The team’s topic for state competition was surveillance.
“That’s any type of monitoring—fingerprints on your phone, store security cameras, anything that monitors you,” Whitten said. “One was a gated community where everything was monitored. You couldn’t leave without being noted, and everywhere you went, you were monitored. At work, your productivity was monitored. If you went to a gym, how much work you put in was monitored.”
Hale said the team had to come up with different solutions.
“For each solution, they had to get 20 different categories,” she said. “They have to think very intensely about all these categories.”
Whitten, Crum and Muncy shared some of the core solution categories: physical health, psychological health, transportation, communication, aesthetics, social relationships, technology, politics, ethics, law, basic needs, business and commerce, defense, culture and religion, economics, environment, recreation and science.
The competition is so exacting that a single word can affect a team’s score. Hale recalled that judges deducted points because the team used the word “ensure” in one solution.
“Had they used “improve,” they may have ranked second or first in the state,” she said. “That one word cost them 20-some points in that part of the rubric.”
Given the intensity of the upcoming World Finals, each team member has a job to do.
“They’re all working their hearts out,” said Hale.
Whitten is the son of Christopher Whitten and Denise Smith Whitten.
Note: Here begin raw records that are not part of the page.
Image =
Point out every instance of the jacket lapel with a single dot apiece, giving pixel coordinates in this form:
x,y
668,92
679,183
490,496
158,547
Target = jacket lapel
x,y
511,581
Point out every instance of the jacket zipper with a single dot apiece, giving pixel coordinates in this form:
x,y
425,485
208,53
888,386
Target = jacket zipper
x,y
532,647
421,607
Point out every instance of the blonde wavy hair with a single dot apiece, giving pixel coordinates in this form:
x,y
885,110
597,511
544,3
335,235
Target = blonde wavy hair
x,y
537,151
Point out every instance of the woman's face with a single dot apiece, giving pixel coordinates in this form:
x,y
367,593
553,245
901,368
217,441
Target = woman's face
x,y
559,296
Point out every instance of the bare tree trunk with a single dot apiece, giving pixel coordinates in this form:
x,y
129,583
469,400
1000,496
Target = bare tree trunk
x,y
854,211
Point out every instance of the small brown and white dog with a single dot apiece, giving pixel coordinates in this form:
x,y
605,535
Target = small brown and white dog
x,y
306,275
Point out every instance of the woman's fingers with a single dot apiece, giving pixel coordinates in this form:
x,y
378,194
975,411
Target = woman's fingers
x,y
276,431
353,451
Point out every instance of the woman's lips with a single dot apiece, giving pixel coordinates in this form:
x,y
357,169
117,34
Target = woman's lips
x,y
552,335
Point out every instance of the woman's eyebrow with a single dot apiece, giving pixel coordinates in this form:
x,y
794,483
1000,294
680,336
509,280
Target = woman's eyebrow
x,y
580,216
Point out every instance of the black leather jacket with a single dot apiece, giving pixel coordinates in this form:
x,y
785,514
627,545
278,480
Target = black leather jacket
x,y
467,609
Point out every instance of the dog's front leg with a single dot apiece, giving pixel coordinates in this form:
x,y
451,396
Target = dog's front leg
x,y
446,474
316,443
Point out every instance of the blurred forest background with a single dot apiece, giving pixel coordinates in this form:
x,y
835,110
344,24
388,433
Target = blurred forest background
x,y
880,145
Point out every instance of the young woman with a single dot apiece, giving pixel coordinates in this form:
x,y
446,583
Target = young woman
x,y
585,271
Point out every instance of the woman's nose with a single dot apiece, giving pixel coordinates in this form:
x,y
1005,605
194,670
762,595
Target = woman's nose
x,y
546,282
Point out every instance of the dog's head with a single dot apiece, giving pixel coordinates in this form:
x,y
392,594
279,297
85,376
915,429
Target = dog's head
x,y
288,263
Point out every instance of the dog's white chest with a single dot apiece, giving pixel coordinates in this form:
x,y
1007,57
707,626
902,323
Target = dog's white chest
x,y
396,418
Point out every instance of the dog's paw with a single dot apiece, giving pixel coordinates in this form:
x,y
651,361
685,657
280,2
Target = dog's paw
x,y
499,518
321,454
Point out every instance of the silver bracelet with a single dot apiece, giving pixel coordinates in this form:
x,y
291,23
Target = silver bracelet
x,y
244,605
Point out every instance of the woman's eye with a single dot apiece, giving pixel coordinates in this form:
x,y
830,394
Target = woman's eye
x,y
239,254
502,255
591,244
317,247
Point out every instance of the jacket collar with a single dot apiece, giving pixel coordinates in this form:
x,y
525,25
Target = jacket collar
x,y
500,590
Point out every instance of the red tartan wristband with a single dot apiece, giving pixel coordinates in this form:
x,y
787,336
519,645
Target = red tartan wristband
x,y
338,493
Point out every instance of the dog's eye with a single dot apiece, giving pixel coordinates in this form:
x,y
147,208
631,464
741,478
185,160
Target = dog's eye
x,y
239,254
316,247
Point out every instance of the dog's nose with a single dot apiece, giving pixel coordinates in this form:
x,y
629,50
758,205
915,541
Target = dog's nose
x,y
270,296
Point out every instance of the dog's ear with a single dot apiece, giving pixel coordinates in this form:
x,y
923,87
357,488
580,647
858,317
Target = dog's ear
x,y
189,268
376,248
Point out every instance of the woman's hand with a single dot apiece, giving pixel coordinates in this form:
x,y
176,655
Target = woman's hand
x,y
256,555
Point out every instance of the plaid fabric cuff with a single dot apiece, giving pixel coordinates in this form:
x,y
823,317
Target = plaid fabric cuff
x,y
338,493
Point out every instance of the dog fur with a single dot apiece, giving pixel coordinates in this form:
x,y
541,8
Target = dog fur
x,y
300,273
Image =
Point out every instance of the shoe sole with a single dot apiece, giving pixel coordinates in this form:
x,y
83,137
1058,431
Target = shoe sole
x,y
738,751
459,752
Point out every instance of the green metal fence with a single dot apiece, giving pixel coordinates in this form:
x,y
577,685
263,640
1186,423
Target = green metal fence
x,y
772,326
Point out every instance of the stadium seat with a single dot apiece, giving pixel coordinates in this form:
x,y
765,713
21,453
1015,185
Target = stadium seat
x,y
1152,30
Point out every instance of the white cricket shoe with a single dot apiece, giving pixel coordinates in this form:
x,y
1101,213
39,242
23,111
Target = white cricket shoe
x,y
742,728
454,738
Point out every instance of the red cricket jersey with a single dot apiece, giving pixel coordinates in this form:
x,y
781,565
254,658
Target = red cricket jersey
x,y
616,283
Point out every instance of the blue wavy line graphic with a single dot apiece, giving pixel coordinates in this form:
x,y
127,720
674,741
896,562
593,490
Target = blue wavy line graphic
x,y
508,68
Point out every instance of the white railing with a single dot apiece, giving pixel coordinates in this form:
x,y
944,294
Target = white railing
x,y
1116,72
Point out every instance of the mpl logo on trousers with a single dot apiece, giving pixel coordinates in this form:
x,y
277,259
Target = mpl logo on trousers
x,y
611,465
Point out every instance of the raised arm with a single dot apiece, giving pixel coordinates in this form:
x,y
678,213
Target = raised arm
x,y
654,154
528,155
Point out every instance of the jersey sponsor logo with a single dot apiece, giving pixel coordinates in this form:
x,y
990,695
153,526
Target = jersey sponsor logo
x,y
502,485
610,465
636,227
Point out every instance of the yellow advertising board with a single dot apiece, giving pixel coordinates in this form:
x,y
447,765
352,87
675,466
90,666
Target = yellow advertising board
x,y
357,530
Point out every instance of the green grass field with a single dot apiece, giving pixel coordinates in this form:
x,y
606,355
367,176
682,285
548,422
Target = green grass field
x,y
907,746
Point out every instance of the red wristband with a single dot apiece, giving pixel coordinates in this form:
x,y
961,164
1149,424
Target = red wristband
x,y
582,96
Crum is the son of Kevin Crum and Chasity Crum. Muncy is the son of Jonathan Muncy and Vicky Muncy.
Kiwanis members chose to donate $500 to help the team pay travel expenses.
“What we’re here for is to support the kids in our community,” Kiwanis president Melissa Phelps said. “The Harvest Fest is the biggest thing we do for them, but we also like to support the different groups that are getting opportunities. We want to make sure it’s financially possible.”
Thanking the club, Hale said she did not expect that amount.
“We shake a lot of lemonade for that money,” Phelps said lightheartedly. “So thank you all for buying the lemonade.”
Kiwanis members wished the team members and Hale success at World Finals.
“Know that your community is very proud of you,” Phelps said.